未公開で条件が良い「掘り出し物件」
一般的に、「限られた人だけが知っている物件」「未公開なのに立地や家賃に魅力がある物件」「特別に不動産業者が用意した物件」が掘り出し物件と呼ばれています。掘り出し物件という概念は、インターネットが普及していないころに浸透しました。当時は紙媒体による情報発信がほとんどで、不動者会社に来店したお客さまのみに「特別に」と提供する情報があり、これらが「掘り出し物件」と呼ばれました。
現在はインターネットでの情報発信がスピーディであるため、特に未公開の物件を「掘り出し物件」と言えるように変化してきているようです。物件が未公開のままになっている理由はさまざまですが、次のようなケースが考えられます。

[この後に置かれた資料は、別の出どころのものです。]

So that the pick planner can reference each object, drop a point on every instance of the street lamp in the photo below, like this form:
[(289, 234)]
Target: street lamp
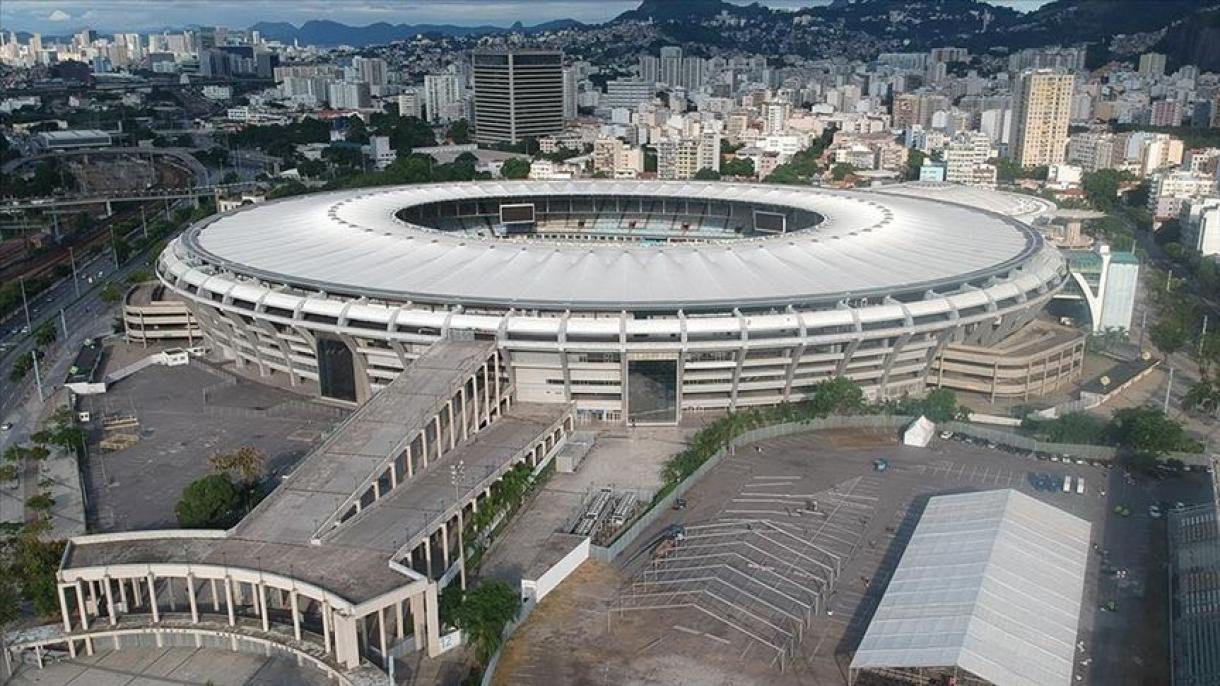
[(456, 475)]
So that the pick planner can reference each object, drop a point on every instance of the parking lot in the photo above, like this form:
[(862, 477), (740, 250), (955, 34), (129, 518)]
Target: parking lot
[(186, 414), (581, 634)]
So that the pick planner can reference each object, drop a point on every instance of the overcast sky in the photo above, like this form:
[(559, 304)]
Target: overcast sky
[(67, 16)]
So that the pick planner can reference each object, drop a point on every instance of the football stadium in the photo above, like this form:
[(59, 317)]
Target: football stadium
[(633, 300)]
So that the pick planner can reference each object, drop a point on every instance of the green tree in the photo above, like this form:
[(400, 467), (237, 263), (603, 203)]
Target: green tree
[(842, 170), (483, 614), (459, 132), (209, 502), (515, 169), (737, 166), (1147, 430), (45, 333), (110, 293)]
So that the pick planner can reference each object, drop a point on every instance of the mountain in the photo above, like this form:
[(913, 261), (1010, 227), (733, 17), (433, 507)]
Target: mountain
[(328, 33)]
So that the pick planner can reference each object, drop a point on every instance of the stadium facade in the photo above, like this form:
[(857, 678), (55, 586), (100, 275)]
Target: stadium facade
[(636, 300)]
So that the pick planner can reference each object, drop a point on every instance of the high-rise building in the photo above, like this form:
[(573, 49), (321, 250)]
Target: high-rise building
[(682, 158), (671, 66), (1152, 64), (441, 92), (965, 160), (410, 104), (1201, 225), (517, 94), (1041, 111), (649, 68), (570, 93), (626, 93), (342, 95)]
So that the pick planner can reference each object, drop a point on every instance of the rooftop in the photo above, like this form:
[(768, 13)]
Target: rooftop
[(990, 582), (869, 244)]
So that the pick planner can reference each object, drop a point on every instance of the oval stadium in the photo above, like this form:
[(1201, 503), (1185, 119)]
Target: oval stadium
[(636, 300)]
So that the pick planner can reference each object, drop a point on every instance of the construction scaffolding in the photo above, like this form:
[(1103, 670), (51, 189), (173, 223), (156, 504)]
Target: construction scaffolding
[(764, 570)]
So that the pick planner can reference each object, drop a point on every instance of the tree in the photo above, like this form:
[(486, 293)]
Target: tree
[(247, 462), (209, 502), (515, 169), (483, 614), (737, 166), (110, 293), (1147, 430), (459, 132), (45, 335), (842, 170), (1169, 336)]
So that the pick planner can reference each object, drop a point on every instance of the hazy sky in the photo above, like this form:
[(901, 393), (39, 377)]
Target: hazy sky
[(66, 16)]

・前オーナーが契約解除をしてから日が浅く、公開の準備ができていない
・近隣に賃貸の情報を出したくないなどの理由で、信頼する不動産業者のみに情報を公開している
・賃料や条件の見直しの最中
・工事途中で情報公開していない
・借り手が見つかりやすい、非常に良い物件である
など
一方で「掘り出し物件は存在しない」と言われることもあります。理由としては「ほとんどの物件情報は、遅かれ早かれインターネット上に流れる」ことがあるようです。タイミングによっては「未公開物件」であるももの、公開されれば掘り出し物ではなくなってしまうと考える人もいます。
飲食店の「掘り出し物件」はどう見つける?
つまり、「掘り出し物件」を手に入れるには、いち早く物件情報が得ることがポイントだと言えそうです。この点では、次のことが重要です。・不動産会社に直接問い合わせる
不動産会社を訪問し、営業担当者にどんな情報があるか、尋ねてみましょう。注意したいのは、掘り出し物件は店舗物件に限って使われる言葉ではないことです。「未公開物件や掘り出し物件を教えてほしい」とお願いしても出てくることはまれだと考えていいでしょう。自分自身にとって有益な情報を得るには、店のコンセプトや条件面での希望を伝えることが大切です。特に地域に密着している業者の場合、大手不動産業者が持っていない退去予定情報を持っていたり、専任物件をつないでくれたりする確率もあります。
・担当者としっかりとコミュニケーションをとる
有益な情報を提供してもらうには、自分からも情報提供を出来る限りすることが大事です。後日「この物件をあのお客さまに紹介しよう」と思ってもらうには、希望や条件を詳しく伝え、場合によっては書類にして預けるのも一つの方法です。紹介をしてもらったときには、反応を示しましょう。「これは違う」と反応しないでいると、次の紹介はありません。断る際には、その物件が希望条件に合わない具体的な理由を伝えましょう。
・不動産業者のメールマガジンに登録する
広く情報公開をする前に、メルマガ会員だけに情報提供をしているという業者もあります。不動産会社に何度も出向くほどの時間はないという方は、まずはメールマガジンで情報収集をしてみるのも良いでしょう。
掘り出し物件に執着するのは危険
そもそも、つくりたい店をかたちにするために、適した物件はそれぞれ違っています。万人にとっての掘り出し物件は存在しないため、未公開情報にこだわり過ぎると、よい条件の物件を逃してしまうこともありえます。また、相場より極端に家賃の低い物件に飛びついても、良い結果にはつながるとは限りません。「この物件は紹介できなくなってしまったのですが、こっちなら」と、“おとり物件”が含まれている場合もありえます。
物件探しをするときには、アンテナを高くしてさまざまな情報に目を向けることはもちろんですが、自分自身の物件選びの「軸」を明確にし、妥協できるところとできないところを決め、柔軟に考えていくことが大切です。